No more Maggie Smith in a crooked witch hat, no more John Williams refrain bell-tolling us into another grand adventure, no more awkward ahems and shifting as we began to realize that Rupert Grint was turning into a ginger fox. (You know it's true.) It's been such fun! And it's been such a wonderment, such a giddy surprise that they actually pulled this fucking thing off. When's the last time an eight movie-long franchise was so consistently good? Sure there were some stumbles — overly cutesy Chris Columbusisms, a slightly too muddy sixth film — but mostly these movies were just so damn good. It was always nice to know that, amid all the clanging and squishing of summer and holiday tent-pole movies, the latest Harry Potter picture was likely to be a delight, something soaring and silly and somber and satisfying. Now, no more. Harry's flying his last broom ride. We've all grown up. The world spins on. Sigh.
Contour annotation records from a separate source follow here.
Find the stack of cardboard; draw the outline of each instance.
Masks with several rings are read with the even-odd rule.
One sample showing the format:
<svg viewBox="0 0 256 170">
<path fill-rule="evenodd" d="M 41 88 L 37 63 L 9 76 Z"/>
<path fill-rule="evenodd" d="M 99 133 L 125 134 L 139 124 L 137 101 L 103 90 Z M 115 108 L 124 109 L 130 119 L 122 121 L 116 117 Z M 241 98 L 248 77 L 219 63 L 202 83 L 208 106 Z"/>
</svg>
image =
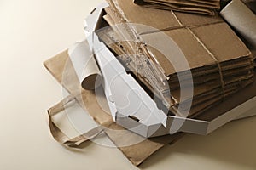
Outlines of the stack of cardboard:
<svg viewBox="0 0 256 170">
<path fill-rule="evenodd" d="M 103 18 L 112 26 L 97 34 L 171 114 L 187 116 L 183 110 L 189 110 L 189 116 L 195 116 L 253 81 L 251 52 L 220 17 L 148 8 L 132 0 L 109 0 L 109 4 Z M 125 25 L 114 26 L 117 24 Z M 104 26 L 102 22 L 102 27 Z M 148 45 L 165 43 L 163 32 L 181 49 L 189 68 L 172 65 L 173 58 L 182 57 L 172 56 L 173 48 L 163 46 L 170 54 L 166 56 Z M 124 38 L 130 41 L 122 41 Z M 188 91 L 183 98 L 181 90 Z M 187 105 L 189 102 L 191 108 Z"/>
<path fill-rule="evenodd" d="M 220 8 L 219 0 L 135 0 L 144 7 L 215 15 Z"/>
</svg>

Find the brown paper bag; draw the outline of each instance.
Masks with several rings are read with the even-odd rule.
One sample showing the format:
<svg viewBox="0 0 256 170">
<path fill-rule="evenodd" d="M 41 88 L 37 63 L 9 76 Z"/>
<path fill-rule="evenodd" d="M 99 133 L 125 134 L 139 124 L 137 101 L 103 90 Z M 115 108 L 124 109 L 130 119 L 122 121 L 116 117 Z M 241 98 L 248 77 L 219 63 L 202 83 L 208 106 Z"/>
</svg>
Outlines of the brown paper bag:
<svg viewBox="0 0 256 170">
<path fill-rule="evenodd" d="M 67 97 L 48 110 L 50 132 L 59 143 L 71 147 L 79 146 L 81 143 L 88 141 L 90 139 L 99 134 L 102 130 L 117 146 L 122 145 L 122 143 L 124 142 L 129 143 L 129 140 L 141 139 L 143 138 L 117 125 L 113 121 L 112 116 L 106 113 L 97 104 L 95 93 L 93 91 L 84 90 L 80 88 L 79 81 L 78 80 L 73 67 L 69 60 L 67 51 L 45 61 L 44 66 L 59 83 L 61 83 L 72 96 L 74 96 Z M 64 74 L 67 74 L 68 76 L 65 76 Z M 63 77 L 65 77 L 64 81 Z M 88 112 L 94 120 L 101 125 L 101 127 L 92 129 L 75 139 L 69 139 L 52 122 L 51 116 L 57 114 L 61 110 L 65 109 L 65 105 L 68 104 L 73 98 L 76 99 L 81 106 L 84 105 L 86 105 Z M 104 96 L 102 96 L 101 98 L 103 99 Z M 166 135 L 149 139 L 143 139 L 142 142 L 138 144 L 119 147 L 119 149 L 131 162 L 131 163 L 138 166 L 165 144 L 175 142 L 181 136 L 183 136 L 183 133 Z"/>
</svg>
If you could sum up Friday Night Lights with one sound or motion, it might be a sigh. FNL never trafficked in good vs. evil in the way of Harry Potter, it was concerned with smaller nuances, but in the way that FNL was chiefly about good people trying to do good things in a difficult world, whether on a team or in an Order, the two were cousins. Though based on a movie and a book, there weren't really any expectations for Friday Night Lights the way there were for old mister wizard. No the surprise of FNL wasn't that they somehow pulled it off, it was that NBC managed to make a warm and wise and deeply human show, one that taught us things about people (and ourselves!), that was about football. Football! All-American brutality suited-up and beer soaked. And yet, in this show's shaky and wandering lens, lovely, too. And important, in an unexpected way. You see, of course, the show isn't really about football. Football is just the metaphor for the struggle and grunt and defeat and victory of Life Entire. And while this might seem like a beating-over-the-head kind of theme, FNL handled it with a delicate, warmly winking grace. It knew we were on to it.
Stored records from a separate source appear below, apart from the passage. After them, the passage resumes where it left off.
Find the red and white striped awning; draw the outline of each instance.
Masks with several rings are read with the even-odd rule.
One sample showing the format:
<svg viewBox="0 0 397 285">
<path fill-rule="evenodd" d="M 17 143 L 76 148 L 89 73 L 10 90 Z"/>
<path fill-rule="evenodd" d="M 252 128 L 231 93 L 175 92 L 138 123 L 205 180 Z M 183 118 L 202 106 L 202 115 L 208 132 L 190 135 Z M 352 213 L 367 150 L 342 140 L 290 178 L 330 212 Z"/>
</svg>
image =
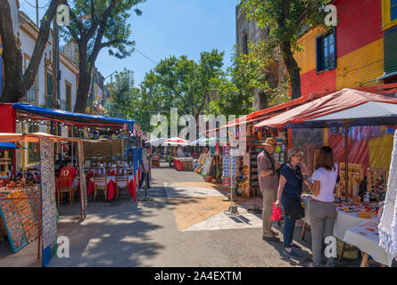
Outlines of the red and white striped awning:
<svg viewBox="0 0 397 285">
<path fill-rule="evenodd" d="M 164 144 L 168 145 L 188 145 L 189 141 L 181 139 L 180 137 L 171 137 L 170 139 L 165 140 Z"/>
</svg>

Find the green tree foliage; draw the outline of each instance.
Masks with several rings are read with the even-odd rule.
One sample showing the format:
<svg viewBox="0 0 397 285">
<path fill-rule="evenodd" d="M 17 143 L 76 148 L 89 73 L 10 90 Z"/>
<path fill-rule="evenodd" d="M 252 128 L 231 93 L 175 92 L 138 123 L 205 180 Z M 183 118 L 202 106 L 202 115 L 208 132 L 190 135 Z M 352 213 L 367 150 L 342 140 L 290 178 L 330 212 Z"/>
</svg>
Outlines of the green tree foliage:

The great tragedy of FNL isn't a Potterian melange of orphans and fallen heroes and terrible sacrifices. This show's tragedy is, of course, that nobody fucking watched it. I was once the person on the other side, rolling my eyes about all you devotees, saying "OK, OK, I get it already, now please shut up." Of course I later came to learn the error of my ways, and I apologize deeply to everyone everywhere for this mistake, but so many tragically didn't. But while the show's general unpopularity — NBC dumped it on Direct TV after three seasons, but miraculously didn't outright cancel it — was disappointing in a lot of ways, it was also kind of fun, wasn't it? This little Texan secret, this beautiful swoosh of afternoon light and twanging wistful music that was all ours, just the happy few of us. So, like in Potter, the sad part of FNL became something pretty, too. I do wish, though, that the show's ending was getting some small amount of the fireworks that its English cousin is getting.

I don't know. Basically I'm saying that I'm sad to be saying goodbye to so many virtual friends on the same stupid weekend. I'll miss you, Luna and Lila and Tami and Tonks. Yours were stories told beautifully, and while it's bitter to see them go, it's certainly sweet to have known them at all. Ten points for Dillon House! Clear eyes, full hearts, alohomora! Or something. Goodbye!